Christ either deceived mankind by conscious fraud, or He was Himself deluded and self-deceived, or He was Divine. There is no getting out of this trilemma. It is inexorable.

Others who used this approach included N. P. Williams, Reuben Archer Torrey (1856–1928) and W. E. Biederwolf (1867–1939). The writer G.K. Chesterton used something similar to the trilemma in his book, The Everlasting Man (1925), which Lewis cited in 1962 as the second book that most influenced him.

Lewis's formulation
C. S. Lewis was an Oxford medieval literature scholar, popular writer, Christian apologist, and former atheist. He used the argument outlined below in a series of BBC radio talks later published as the book Mere Christianity.

I am trying here to prevent anyone saying the really foolish thing that people often say about Him: I'm ready to accept Jesus as a great moral teacher, but I don't accept his claim to be God.  That is the one thing we must not say.  A man who was merely a man and said the sort of things Jesus said would not be a great moral teacher.  He would either be a lunatic — on the level with the man who says he is a poached egg — or else he would be the Devil of Hell. You must make your choice.  Either this man was, and is, the Son of God, or else a madman or something worse. You can shut him up for a fool, you can spit at him and kill him as a demon or you can fall at his feet and call him Lord and God, but let us not come with any patronizing nonsense about his being a great human teacher. He has not left that open to us. He did not intend to. ... Now it seems to me obvious that He was neither a lunatic nor a fiend: and consequently, however strange or terrifying or unlikely it may seem, I have to accept the view that He was and is God.

Lewis, who had spoken extensively on Christianity to Royal Air Force personnel, was aware many ordinary people did not believe Jesus was God, but saw him rather as "a 'great human teacher' who was deified by his supporters"; his argument is intended to overcome this. It is based on a traditional assumption that, in his words and deeds, Jesus was asserting a claim to be God. For example, in Mere Christianity, Lewis refers to what he says are Jesus's claims:

to have authority to forgive sins — behaving as if he really was "the person chiefly offended in all offences."
to have always existed, and
to intend to come back to judge the world at the end of time.

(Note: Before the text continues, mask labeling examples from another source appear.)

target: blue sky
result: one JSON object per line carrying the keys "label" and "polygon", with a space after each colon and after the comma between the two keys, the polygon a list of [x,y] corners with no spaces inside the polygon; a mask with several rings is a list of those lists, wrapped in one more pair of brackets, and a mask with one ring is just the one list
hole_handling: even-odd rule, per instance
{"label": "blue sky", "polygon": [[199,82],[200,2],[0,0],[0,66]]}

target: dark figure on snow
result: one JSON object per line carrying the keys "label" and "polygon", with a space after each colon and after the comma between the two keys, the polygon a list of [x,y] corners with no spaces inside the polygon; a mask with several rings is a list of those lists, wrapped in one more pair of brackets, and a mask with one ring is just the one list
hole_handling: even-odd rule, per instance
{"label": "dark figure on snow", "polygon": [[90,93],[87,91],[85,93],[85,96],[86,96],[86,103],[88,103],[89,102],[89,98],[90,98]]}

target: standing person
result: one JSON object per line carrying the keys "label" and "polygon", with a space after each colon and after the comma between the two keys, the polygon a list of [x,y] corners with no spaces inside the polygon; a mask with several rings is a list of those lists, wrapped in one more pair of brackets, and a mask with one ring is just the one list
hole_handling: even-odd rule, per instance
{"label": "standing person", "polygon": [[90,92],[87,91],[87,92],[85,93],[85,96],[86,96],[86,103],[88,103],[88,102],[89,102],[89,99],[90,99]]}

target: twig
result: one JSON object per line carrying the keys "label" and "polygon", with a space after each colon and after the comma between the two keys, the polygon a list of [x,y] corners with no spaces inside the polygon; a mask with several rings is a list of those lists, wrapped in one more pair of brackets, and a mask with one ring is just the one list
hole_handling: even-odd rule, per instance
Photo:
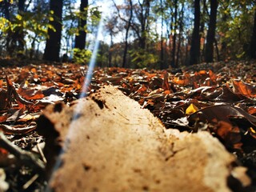
{"label": "twig", "polygon": [[40,159],[36,159],[33,154],[14,146],[6,138],[2,131],[0,132],[0,146],[8,150],[10,154],[13,154],[23,165],[34,168],[34,170],[40,172],[44,171],[45,165]]}
{"label": "twig", "polygon": [[27,182],[26,182],[24,185],[23,185],[23,190],[26,190],[27,188],[29,188],[30,186],[31,186],[31,184],[33,182],[34,182],[35,180],[37,180],[37,178],[39,177],[38,174],[35,174]]}
{"label": "twig", "polygon": [[29,126],[19,127],[20,126],[16,126],[12,127],[10,126],[0,124],[0,130],[2,130],[5,134],[27,134],[36,129],[37,124],[34,122],[32,122]]}
{"label": "twig", "polygon": [[40,154],[40,155],[41,155],[41,157],[42,157],[42,162],[43,162],[44,163],[47,163],[47,160],[46,160],[46,156],[45,156],[45,154],[43,154],[41,147],[38,146],[38,143],[37,143],[37,149],[38,149],[38,152],[39,152],[39,154]]}

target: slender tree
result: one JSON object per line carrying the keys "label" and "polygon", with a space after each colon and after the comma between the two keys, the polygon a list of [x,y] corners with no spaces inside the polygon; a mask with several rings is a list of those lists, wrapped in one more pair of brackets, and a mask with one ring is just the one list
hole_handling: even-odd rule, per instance
{"label": "slender tree", "polygon": [[178,0],[174,0],[174,36],[173,36],[173,49],[172,49],[172,59],[171,66],[176,67],[177,63],[175,63],[176,56],[176,38],[177,38],[177,29],[178,29]]}
{"label": "slender tree", "polygon": [[46,40],[46,46],[44,53],[44,59],[48,61],[59,61],[62,38],[62,18],[63,0],[50,0],[50,10],[54,12],[54,20],[49,24],[54,30],[48,28],[49,38]]}
{"label": "slender tree", "polygon": [[215,41],[215,29],[217,18],[218,0],[210,0],[210,14],[209,28],[207,30],[206,45],[206,62],[212,62],[214,61],[214,43]]}
{"label": "slender tree", "polygon": [[78,35],[75,36],[74,47],[83,50],[86,47],[86,23],[87,23],[87,6],[88,0],[81,0],[80,18],[78,20]]}
{"label": "slender tree", "polygon": [[250,45],[250,57],[256,59],[256,10],[254,12],[254,28]]}
{"label": "slender tree", "polygon": [[123,56],[122,56],[122,67],[127,67],[126,64],[126,55],[128,51],[128,35],[129,35],[129,30],[131,25],[131,21],[133,18],[133,1],[129,0],[130,2],[130,17],[126,26],[126,38],[125,38],[125,47],[123,50]]}
{"label": "slender tree", "polygon": [[191,39],[190,48],[190,65],[199,62],[200,58],[200,0],[194,2],[194,29]]}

Lewis implies that these amount to a claim to be God and argues that they logically exclude the possibility that Jesus was merely "a great moral teacher", because he believes no ordinary human making such claims could possibly be rationally or morally reliable. Elsewhere, he refers to this argument as "the aut Deus aut malus homo" ("either God or a bad man"), a reference to an earlier version of the argument used by Henry Parry Liddon in his 1866 Bampton Lectures, in which Liddon argued for the divinity of Jesus based on a number of grounds, including the claims he believed Jesus made.

In Narnia 
A version of this argument appears in Lewis' book The Lion, the Witch and the Wardrobe. When Lucy and Edmund return from Narnia (her second visit and his first), Edmund tells Peter and Susan that he was playing along with Lucy and pretending they went to Narnia. Peter and Susan believe Edmund and are worried that Lucy might be mentally ill, so they seek out the Professor whose house they are living in. After listening to them explain the situation and asking them some questions, he responds:

Influence

Christian
The trilemma has continued to be used in Christian apologetics since Lewis, notably by writers like Josh McDowell. Peter Kreeft describes the trilemma as "the most important argument in Christian apologetics" and it forms a major part of the first talk in the Alpha Course and the book based on it, Questions of Life by Nicky Gumbel. Ronald Reagan also used this argument in 1978, in a written reply to a liberal Methodist minister who said that he did not believe Jesus was the son of God. A variant has also been quoted by Bono. The Lewis version was cited by Charles Colson as the basis of his conversion to Christianity. Stephen Davis, a supporter of Lewis and of this argument, argues that it can show belief in the Incarnation as rational. Bruce M. Metzger argued that "It has often been pointed out that Jesus' claim to be the only Son of God is either true or false. If it is false, he either knew the claim was false or he did not know that it was false. In the former case (2) he was a liar; in the latter case (3) he was a lunatic. No other conclusion beside these three is possible." It has also been put forward by Catholic apologist Robert Barron.

Non-Christian
The atheist writer Christopher Hitchens accepts Lewis's analysis of the options but reaches the opposite conclusion: that Jesus was not good. He writes, "I am bound to say that Lewis is more honest here. Absent a direct line to the Almighty and a conviction that the last days are upon us, how is it 'moral' ... to claim a monopoly on access to heaven, or to threaten waverers with everlasting fire, let alone to condemn fig trees and persuade devils to infest the bodies of pigs? Such a person if not divine would be a sorcerer and a fanatic."

Criticisms
Writing of the argument's "almost total absence from discussions about the status of Jesus by professional theologians and biblical scholars", Stephen T. Davis comments that it "is often severely criticized, both by people who do and by people who do not believe in the divinity of Jesus".

Jesus' claims to divinity
A frequent criticism is that Lewis's trilemma depends on the veracity of the scriptural accounts of Jesus's statements and miracles. The trilemma rests on the interpretation of New Testament authors' depiction of Jesus: a widespread objection is that the statements by Jesus recorded in the Gospels are being misinterpreted, and do not constitute claims to divinity.
According to Bart Ehrman, it is historically inaccurate that Jesus called himself God, so Lewis's premise of accepting that very claim is problematic. Ehrman stated that it is a mere legend that the historical Jesus has called himself God; that was unknown to Lewis since he never was a professional Bible scholar.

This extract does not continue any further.